Chapter 14
The week goes on like any other. Claire cleans the baseboards and tries out a new banana cake recipe. She calls her mother to give an update on the goings-on at home, entirely incongruous with how she really feels. Rita sends a new dress in the mail, brownish-yellow with green plaid, and Claire shoves it into the back of the closet. She skips book club; the last time she went she’d almost pressed her nails right through the skin of her palm again to keep from snapping at the other ladies as they talked about Jackie.
On Thursday afternoon, Claire picks the phone up on the third ring just after lunch.
“Davis residence,” Claire says, tucking it against her ear as she rubs baking soda into the silverware. The forks are starting to tarnish, and the last thing she needs right now is Pete noticing. So long as she keeps up with everything at home, he’s less likely to notice her shortcomings.
“Hello, Davis residence,” comes Jackie’s voice through the receiver, low and warm. “Callas residence calling.”
Claire drops a handful of spoons.
“Jackie,” Claire says, scrambling to gather the utensils again without getting tangled in the telephone cord.
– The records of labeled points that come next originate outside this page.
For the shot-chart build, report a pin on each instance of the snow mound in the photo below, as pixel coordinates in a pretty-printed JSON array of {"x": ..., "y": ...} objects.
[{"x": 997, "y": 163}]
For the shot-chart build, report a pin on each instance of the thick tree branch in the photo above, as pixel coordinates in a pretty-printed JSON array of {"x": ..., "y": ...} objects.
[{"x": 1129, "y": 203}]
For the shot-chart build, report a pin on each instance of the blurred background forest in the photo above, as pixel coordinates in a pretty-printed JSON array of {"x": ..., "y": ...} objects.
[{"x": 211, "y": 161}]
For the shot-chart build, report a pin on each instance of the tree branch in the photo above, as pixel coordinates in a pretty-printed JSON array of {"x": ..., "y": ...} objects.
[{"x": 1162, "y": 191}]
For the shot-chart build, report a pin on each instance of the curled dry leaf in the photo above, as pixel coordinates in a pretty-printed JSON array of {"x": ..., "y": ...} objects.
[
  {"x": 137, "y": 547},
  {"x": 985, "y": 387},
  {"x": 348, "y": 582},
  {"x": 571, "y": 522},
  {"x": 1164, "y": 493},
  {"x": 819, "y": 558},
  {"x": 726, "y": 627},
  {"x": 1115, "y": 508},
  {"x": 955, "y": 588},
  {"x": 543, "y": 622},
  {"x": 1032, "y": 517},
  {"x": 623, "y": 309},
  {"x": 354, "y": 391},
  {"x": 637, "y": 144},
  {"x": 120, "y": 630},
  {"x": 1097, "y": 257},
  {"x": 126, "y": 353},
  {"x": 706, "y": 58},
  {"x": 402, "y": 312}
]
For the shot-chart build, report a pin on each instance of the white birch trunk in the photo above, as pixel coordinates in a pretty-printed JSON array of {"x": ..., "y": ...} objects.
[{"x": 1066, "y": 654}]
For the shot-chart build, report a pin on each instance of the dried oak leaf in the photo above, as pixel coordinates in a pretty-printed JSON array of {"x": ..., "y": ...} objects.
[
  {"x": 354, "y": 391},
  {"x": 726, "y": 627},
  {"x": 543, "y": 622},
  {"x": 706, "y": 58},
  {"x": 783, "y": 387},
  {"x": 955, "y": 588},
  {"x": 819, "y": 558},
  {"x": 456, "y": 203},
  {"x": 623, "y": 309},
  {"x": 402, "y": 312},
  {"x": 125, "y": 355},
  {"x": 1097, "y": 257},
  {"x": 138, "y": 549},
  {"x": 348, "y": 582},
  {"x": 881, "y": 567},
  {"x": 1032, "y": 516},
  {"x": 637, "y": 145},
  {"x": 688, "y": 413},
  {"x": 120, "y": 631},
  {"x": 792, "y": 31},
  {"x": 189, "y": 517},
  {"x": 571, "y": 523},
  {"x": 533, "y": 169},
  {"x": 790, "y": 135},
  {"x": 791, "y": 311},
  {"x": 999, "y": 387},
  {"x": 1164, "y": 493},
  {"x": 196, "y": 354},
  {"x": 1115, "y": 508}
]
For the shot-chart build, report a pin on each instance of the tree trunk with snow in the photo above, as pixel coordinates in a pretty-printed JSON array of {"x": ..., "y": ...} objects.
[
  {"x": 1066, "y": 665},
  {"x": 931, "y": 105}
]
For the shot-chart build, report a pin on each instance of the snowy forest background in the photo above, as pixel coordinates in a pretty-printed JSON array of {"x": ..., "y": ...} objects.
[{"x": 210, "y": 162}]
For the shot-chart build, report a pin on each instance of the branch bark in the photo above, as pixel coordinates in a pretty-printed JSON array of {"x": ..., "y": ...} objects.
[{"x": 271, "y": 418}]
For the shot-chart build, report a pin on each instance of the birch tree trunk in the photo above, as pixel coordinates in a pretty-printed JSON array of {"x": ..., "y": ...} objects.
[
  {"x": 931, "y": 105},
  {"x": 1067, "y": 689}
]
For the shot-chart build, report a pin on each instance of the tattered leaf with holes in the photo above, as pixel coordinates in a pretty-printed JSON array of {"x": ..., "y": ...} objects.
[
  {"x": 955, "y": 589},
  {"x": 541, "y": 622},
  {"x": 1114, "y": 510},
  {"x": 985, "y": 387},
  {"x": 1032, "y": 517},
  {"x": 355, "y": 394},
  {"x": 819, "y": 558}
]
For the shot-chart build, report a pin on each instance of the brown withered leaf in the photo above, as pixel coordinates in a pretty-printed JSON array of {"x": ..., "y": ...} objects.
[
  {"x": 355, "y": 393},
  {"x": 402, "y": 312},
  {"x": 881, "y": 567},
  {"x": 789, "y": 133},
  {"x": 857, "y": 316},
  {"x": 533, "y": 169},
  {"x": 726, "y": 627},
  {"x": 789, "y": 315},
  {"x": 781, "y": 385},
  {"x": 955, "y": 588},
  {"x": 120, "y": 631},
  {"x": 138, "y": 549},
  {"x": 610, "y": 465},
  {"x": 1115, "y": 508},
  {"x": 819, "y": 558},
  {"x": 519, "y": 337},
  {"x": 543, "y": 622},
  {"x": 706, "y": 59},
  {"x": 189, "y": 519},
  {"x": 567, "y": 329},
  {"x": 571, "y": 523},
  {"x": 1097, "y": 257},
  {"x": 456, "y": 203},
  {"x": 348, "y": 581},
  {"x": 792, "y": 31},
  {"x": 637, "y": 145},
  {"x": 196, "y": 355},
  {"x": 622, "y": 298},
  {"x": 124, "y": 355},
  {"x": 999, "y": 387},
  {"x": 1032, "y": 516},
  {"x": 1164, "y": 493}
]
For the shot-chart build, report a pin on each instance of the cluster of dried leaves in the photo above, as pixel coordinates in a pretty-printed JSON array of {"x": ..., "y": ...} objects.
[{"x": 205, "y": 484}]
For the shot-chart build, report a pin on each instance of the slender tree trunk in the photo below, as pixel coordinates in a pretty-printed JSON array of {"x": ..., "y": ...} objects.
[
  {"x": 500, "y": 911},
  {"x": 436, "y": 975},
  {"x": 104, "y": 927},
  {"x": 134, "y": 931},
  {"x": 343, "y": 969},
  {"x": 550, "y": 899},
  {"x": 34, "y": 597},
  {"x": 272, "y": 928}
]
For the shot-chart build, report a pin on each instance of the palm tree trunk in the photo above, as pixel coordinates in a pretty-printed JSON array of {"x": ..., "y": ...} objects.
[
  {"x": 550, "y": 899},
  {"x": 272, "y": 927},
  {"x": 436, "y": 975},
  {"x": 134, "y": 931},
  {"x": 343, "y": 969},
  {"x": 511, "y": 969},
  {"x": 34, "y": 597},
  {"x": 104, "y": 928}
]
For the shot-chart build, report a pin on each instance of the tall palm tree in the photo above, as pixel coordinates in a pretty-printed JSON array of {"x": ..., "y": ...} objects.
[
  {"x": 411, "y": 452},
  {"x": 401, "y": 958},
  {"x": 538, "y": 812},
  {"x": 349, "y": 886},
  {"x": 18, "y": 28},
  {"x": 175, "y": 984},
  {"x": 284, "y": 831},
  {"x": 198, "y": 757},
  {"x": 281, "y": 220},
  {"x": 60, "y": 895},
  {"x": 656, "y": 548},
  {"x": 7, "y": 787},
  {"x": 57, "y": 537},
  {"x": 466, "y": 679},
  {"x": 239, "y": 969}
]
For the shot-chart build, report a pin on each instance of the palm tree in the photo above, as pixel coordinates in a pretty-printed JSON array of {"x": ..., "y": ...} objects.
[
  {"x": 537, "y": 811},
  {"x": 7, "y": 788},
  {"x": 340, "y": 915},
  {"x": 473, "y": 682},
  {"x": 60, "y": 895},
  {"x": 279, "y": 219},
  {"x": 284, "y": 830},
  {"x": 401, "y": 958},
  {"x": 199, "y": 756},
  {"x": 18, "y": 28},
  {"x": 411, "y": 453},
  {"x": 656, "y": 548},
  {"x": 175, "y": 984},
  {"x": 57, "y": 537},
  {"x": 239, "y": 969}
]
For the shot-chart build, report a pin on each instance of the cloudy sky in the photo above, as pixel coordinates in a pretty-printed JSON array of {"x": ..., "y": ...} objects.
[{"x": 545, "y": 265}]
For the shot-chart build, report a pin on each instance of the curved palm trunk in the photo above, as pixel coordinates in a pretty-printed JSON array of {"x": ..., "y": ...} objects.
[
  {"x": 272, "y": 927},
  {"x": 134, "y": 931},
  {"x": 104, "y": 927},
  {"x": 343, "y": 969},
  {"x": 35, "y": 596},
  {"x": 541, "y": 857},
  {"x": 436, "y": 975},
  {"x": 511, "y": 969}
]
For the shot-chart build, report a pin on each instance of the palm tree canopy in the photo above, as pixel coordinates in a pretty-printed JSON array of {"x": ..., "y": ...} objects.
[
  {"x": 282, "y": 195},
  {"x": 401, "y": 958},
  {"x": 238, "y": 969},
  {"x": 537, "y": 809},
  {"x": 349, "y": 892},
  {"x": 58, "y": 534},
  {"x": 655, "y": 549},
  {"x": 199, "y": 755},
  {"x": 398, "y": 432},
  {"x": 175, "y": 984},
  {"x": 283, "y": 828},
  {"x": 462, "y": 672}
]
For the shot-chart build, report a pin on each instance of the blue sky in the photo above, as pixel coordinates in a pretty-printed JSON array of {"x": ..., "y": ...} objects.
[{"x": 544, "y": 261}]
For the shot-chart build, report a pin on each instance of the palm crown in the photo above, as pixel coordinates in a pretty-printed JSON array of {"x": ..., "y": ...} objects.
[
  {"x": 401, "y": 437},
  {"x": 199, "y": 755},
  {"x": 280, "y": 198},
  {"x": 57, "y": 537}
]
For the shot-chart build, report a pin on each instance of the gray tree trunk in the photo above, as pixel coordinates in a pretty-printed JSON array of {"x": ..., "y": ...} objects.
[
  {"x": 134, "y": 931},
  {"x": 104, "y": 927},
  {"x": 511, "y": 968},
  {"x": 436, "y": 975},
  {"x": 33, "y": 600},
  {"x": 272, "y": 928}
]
It’s rare that Jackie is the one to call first. “How are you?”
Jackie chuckles. “I’m just fine. I’m not interrupting, am I?”
“No, not at all. Nothing important, anyway,” Claire says, shoving everything back into its drawer. Polishing can wait. “Sorry. How’s your day so far?”
“My day is just fine. It’s your day I’m curious about. If I’m not mistaken, it’s a special one?”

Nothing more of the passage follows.